Gli affari della Curva
Beretta traccia un quadro di affari che, a seconda dell’andamento della squadra, portavano guadagni notevoli. “In quel periodo l’Inter andava bene: portavamo a casa 5-6 mila euro al mese a testa”, racconta, indicando se stesso, Marco Ferdico e Antonio Bellocco come principali beneficiari. Il sistema ruotava attorno a diverse attività: il merchandising, i biglietti, le trasferte e la gestione di baracchini e parcheggi.
Uno dei pilastri del guadagno era il mercato parallelo dei biglietti. Gli ultrà disponevano di 160 tessere, spesso intestate a parenti o membri della curva. Questi abbonamenti venivano rivenduti a prezzi maggiorati. “Inter-Juve? Magari costa 80 euro, ma noi l’acquistiamo a 45-50”, spiega Beretta. Il punto di scambio era il Baretto, il luogo dove chi non aveva una tessera poteva lasciarla a “Debora”, la cassiera degli ultrà. Per evitare problemi ai cancelli, alcuni responsabili della curva intervenivano direttamente sugli steward: “Fai passare questo, è dei nostri”.
Tra biglietti gonfiati e trucchetti come la “doppietta” – far entrare due persone con una sola tessera – una partita di cartello poteva fruttare anche 10 mila euro. “Tutto diviso per tre”, precisa Beretta.
Il ruolo della società e le trasferte
Beretta svela anche il coinvolgimento dello SLO (Supporter Liaison Officer), il delegato della società ai rapporti con la tifoseria organizzata.
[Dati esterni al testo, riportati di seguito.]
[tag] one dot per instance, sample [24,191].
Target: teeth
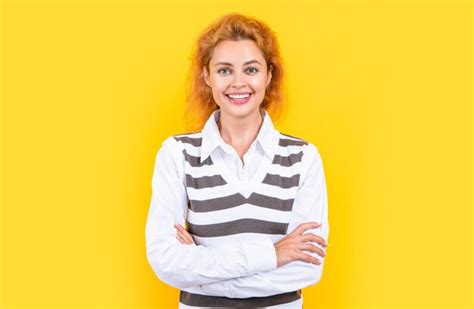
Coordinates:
[239,96]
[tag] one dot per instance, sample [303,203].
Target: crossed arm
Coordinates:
[245,270]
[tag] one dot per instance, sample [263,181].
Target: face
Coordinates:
[238,77]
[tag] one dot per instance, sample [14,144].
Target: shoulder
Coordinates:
[179,142]
[308,151]
[308,148]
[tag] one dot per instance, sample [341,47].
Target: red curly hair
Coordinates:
[199,100]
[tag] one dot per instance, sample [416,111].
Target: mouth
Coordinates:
[239,98]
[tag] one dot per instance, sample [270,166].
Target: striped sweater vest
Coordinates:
[262,204]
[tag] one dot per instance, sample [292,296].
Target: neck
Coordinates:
[240,133]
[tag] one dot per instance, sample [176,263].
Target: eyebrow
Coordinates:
[230,64]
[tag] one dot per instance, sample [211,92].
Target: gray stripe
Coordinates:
[195,141]
[204,181]
[289,160]
[196,161]
[238,227]
[198,300]
[238,199]
[281,181]
[290,142]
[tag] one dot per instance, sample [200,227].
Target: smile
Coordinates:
[239,98]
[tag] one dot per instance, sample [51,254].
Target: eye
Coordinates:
[222,69]
[250,68]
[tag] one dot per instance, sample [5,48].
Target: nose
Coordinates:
[238,80]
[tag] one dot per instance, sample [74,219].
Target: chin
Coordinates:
[240,111]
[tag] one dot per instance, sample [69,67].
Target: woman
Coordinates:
[238,215]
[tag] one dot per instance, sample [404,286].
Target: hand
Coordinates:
[183,236]
[290,248]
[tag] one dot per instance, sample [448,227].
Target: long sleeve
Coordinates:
[185,266]
[311,204]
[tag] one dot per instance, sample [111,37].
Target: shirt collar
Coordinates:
[267,136]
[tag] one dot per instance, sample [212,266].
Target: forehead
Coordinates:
[237,52]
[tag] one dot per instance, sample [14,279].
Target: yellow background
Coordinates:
[90,89]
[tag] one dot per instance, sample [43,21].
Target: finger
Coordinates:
[180,239]
[305,226]
[308,258]
[314,238]
[188,237]
[313,248]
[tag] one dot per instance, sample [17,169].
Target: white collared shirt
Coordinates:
[242,270]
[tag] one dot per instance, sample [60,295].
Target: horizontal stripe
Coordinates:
[245,189]
[195,141]
[237,227]
[239,212]
[198,300]
[238,199]
[196,161]
[215,242]
[282,182]
[204,181]
[288,160]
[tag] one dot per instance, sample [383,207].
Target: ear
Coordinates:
[206,77]
[269,77]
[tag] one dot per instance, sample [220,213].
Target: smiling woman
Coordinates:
[238,214]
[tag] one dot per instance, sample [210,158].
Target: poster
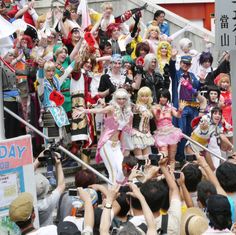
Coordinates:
[16,168]
[11,184]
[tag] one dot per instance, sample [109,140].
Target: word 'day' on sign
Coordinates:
[225,24]
[15,152]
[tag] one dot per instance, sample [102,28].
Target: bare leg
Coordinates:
[146,152]
[126,153]
[209,161]
[163,150]
[138,154]
[172,149]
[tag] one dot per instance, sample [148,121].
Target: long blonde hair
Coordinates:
[145,91]
[159,57]
[121,93]
[153,28]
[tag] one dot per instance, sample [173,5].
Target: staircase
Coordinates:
[176,22]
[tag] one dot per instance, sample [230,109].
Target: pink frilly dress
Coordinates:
[111,125]
[166,134]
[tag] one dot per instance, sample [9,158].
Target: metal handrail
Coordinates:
[203,147]
[59,147]
[85,164]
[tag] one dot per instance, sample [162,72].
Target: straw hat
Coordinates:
[193,222]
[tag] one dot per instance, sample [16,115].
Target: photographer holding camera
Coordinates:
[48,202]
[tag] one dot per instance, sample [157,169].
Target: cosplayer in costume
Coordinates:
[184,87]
[167,136]
[118,118]
[10,95]
[208,131]
[141,136]
[163,55]
[152,78]
[54,115]
[115,78]
[226,100]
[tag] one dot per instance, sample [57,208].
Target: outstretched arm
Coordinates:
[79,111]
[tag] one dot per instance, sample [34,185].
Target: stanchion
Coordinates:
[83,163]
[203,147]
[59,147]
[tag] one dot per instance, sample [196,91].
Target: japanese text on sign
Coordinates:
[226,24]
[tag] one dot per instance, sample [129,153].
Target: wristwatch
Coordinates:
[108,205]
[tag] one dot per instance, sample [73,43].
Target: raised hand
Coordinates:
[77,112]
[182,104]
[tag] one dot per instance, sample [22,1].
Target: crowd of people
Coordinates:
[91,79]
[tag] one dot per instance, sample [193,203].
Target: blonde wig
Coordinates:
[224,78]
[161,45]
[126,112]
[152,28]
[148,59]
[41,19]
[185,43]
[49,65]
[145,91]
[60,50]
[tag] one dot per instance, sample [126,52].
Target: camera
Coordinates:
[190,157]
[73,192]
[177,174]
[49,155]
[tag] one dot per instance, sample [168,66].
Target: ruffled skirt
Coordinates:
[167,135]
[141,140]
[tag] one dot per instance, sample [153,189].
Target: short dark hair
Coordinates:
[165,189]
[123,201]
[142,46]
[25,224]
[158,13]
[212,88]
[193,176]
[204,57]
[204,189]
[226,175]
[220,215]
[135,203]
[154,194]
[163,93]
[84,178]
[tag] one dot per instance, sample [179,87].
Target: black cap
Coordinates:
[67,228]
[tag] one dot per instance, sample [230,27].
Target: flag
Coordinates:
[84,11]
[6,28]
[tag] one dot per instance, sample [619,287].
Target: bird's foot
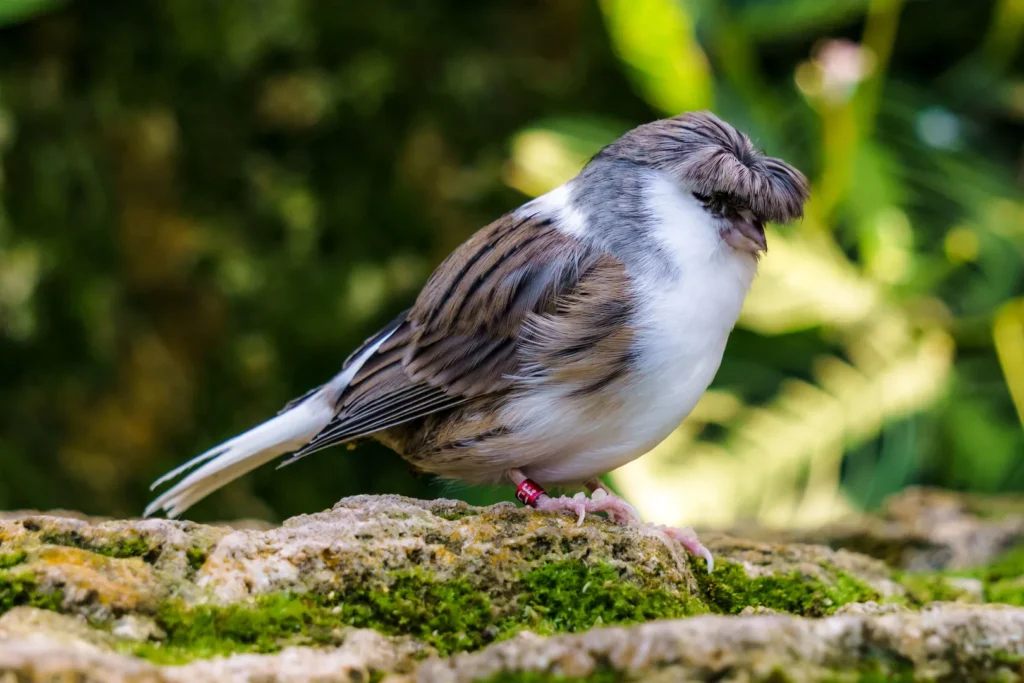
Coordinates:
[617,510]
[687,538]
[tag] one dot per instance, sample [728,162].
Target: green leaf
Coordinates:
[12,11]
[656,40]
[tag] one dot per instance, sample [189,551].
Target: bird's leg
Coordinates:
[685,536]
[603,500]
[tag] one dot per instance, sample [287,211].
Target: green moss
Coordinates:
[925,588]
[197,557]
[571,597]
[23,589]
[451,615]
[601,676]
[127,546]
[455,513]
[7,560]
[730,589]
[1003,582]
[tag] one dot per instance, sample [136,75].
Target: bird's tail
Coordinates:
[293,428]
[289,431]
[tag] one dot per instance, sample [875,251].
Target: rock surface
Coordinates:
[387,588]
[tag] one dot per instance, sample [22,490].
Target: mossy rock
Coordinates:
[435,581]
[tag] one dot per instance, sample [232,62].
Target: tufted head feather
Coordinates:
[715,159]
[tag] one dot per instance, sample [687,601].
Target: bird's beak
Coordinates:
[747,235]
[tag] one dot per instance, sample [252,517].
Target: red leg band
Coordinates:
[527,492]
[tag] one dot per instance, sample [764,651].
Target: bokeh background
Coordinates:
[205,206]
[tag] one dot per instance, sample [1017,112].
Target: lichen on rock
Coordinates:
[440,587]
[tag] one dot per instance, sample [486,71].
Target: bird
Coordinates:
[559,342]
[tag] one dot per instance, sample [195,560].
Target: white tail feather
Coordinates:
[289,431]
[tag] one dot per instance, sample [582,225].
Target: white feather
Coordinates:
[288,431]
[684,319]
[558,205]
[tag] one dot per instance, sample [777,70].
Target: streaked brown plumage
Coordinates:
[562,340]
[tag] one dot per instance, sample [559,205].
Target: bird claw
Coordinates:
[622,512]
[615,508]
[688,540]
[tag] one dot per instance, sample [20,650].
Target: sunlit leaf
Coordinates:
[777,18]
[655,39]
[12,11]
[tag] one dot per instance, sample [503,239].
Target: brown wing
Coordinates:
[459,341]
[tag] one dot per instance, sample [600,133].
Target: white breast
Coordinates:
[685,315]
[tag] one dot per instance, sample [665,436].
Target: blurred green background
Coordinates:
[205,206]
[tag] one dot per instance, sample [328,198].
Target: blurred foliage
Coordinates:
[206,206]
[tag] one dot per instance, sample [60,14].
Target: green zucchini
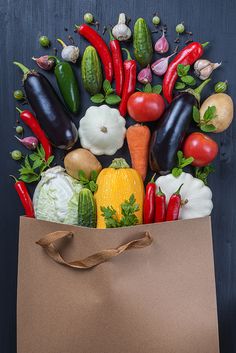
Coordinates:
[91,71]
[86,209]
[143,49]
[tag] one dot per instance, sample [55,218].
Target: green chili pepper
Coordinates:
[67,84]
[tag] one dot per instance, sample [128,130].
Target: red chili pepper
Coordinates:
[100,45]
[130,67]
[160,206]
[173,207]
[149,202]
[117,63]
[187,56]
[30,120]
[24,197]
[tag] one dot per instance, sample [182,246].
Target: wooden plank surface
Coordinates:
[21,24]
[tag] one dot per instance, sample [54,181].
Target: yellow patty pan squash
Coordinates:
[115,185]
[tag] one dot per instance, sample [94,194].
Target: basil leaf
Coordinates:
[208,128]
[112,99]
[148,88]
[97,98]
[106,86]
[189,80]
[196,114]
[179,85]
[209,113]
[157,89]
[176,172]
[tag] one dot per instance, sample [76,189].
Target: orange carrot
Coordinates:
[138,138]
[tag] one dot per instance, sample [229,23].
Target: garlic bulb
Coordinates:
[69,52]
[203,68]
[121,31]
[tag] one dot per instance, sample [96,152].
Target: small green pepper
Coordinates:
[67,84]
[44,41]
[221,87]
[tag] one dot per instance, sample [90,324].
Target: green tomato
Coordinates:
[19,129]
[88,17]
[18,94]
[156,20]
[221,87]
[180,28]
[16,155]
[44,41]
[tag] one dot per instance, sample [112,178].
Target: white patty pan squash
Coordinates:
[196,196]
[102,130]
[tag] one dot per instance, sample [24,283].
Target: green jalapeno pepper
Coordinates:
[67,84]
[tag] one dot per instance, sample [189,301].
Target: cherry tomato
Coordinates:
[145,106]
[201,147]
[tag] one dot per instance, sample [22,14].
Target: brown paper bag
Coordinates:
[155,293]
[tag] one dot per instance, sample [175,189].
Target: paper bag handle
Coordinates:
[47,243]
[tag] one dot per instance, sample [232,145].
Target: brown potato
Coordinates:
[81,159]
[224,110]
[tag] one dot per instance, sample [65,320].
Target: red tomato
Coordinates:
[201,147]
[143,106]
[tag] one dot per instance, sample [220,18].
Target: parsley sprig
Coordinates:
[88,183]
[182,162]
[33,166]
[109,96]
[204,122]
[128,210]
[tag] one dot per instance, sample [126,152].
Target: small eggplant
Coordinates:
[167,138]
[49,110]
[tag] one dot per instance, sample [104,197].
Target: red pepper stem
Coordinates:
[19,110]
[13,177]
[128,54]
[160,192]
[178,191]
[204,45]
[111,35]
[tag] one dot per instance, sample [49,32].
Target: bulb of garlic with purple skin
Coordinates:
[162,44]
[44,63]
[145,75]
[160,66]
[29,142]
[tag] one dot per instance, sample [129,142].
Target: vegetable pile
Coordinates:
[161,128]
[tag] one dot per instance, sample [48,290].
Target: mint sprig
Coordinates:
[128,210]
[33,166]
[109,96]
[204,122]
[182,162]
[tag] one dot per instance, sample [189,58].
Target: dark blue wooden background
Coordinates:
[21,23]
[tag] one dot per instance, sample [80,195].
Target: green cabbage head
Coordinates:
[56,197]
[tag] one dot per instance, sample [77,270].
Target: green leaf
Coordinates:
[189,80]
[209,114]
[37,163]
[148,88]
[179,85]
[50,160]
[157,89]
[196,114]
[97,98]
[112,99]
[106,86]
[207,128]
[176,172]
[94,175]
[182,70]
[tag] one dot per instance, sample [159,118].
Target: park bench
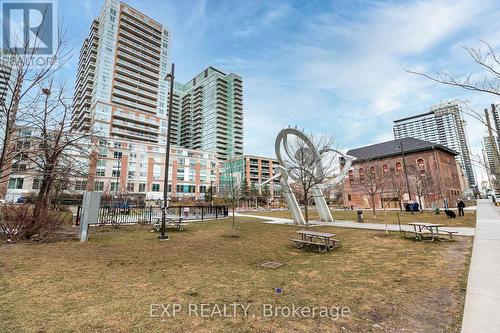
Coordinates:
[171,223]
[428,232]
[323,241]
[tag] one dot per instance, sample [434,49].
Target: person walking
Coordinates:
[460,206]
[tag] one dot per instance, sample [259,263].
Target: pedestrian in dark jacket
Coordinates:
[460,206]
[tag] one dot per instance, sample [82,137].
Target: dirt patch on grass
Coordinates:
[385,217]
[108,284]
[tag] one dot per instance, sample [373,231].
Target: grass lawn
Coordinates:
[388,216]
[108,284]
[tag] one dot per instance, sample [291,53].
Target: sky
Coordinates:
[332,67]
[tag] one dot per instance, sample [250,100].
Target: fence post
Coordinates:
[78,211]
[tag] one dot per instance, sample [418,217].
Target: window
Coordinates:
[36,183]
[361,175]
[99,186]
[421,165]
[80,185]
[114,186]
[103,153]
[16,183]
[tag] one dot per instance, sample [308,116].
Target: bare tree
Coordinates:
[396,183]
[422,183]
[231,189]
[488,62]
[22,72]
[312,166]
[371,181]
[57,150]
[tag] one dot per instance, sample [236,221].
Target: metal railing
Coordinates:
[123,214]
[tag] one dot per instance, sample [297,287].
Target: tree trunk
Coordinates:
[373,206]
[233,231]
[306,211]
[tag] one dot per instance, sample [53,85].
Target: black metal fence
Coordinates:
[145,214]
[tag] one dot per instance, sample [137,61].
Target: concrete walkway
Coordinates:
[462,231]
[482,302]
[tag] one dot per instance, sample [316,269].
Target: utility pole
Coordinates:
[494,148]
[170,77]
[404,169]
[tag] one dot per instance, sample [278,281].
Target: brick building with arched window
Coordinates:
[391,173]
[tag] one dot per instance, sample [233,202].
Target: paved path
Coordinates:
[462,231]
[482,302]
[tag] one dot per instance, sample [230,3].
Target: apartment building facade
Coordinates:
[384,171]
[443,125]
[255,170]
[208,113]
[125,169]
[120,90]
[8,76]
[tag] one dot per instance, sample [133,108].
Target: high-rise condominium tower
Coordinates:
[121,90]
[8,76]
[444,125]
[210,112]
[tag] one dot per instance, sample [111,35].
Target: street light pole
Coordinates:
[170,77]
[404,169]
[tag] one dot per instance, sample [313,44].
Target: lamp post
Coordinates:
[404,169]
[169,77]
Questo figura era fondamentale per garantire la distribuzione dei biglietti per le trasferte. “Si compilavano liste e si stabilivano i prezzi: 50 euro per il biglietto e 10 euro per il pullman”, racconta Beretta. Anche qui, il guadagno era assicurato.
Le trasferte, però, erano solo una delle fonti di reddito. Beretta descrive un sistema in cui ogni partita, indipendentemente dall’importanza, garantiva migliaia di euro. I fondi venivano poi divisi tra i principali membri della curva, che mantenevano un controllo stretto su tutte le attività economiche legate alle partite.
La ‘ndrangheta nella curva
Il rapporto con Bellocco non era solo economico, ma anche strategico. Beretta racconta come la presenza del rampollo della ‘ndrangheta garantisse una protezione silenziosa ma efficace. “Io gli ho trovato una casa a Pioltello e gli davamo 2 mila euro al mese”, spiega. In cambio, Bellocco faceva valere la sua “mafiosità” per gestire eventuali minacce o conflitti con altre famiglie criminali.
Un sistema in declino
Con i verbali di Beretta, emerge un quadro dettagliato di un sistema organizzato e consolidato che ha approfittato della passione calcistica per creare un giro d’affari illeciti. L’inchiesta “Doppia curva” prosegue, ma le parole del pentito aprono uno squarcio su una realtà in cui il tifo è solo la facciata di un’operazione ben più complessa.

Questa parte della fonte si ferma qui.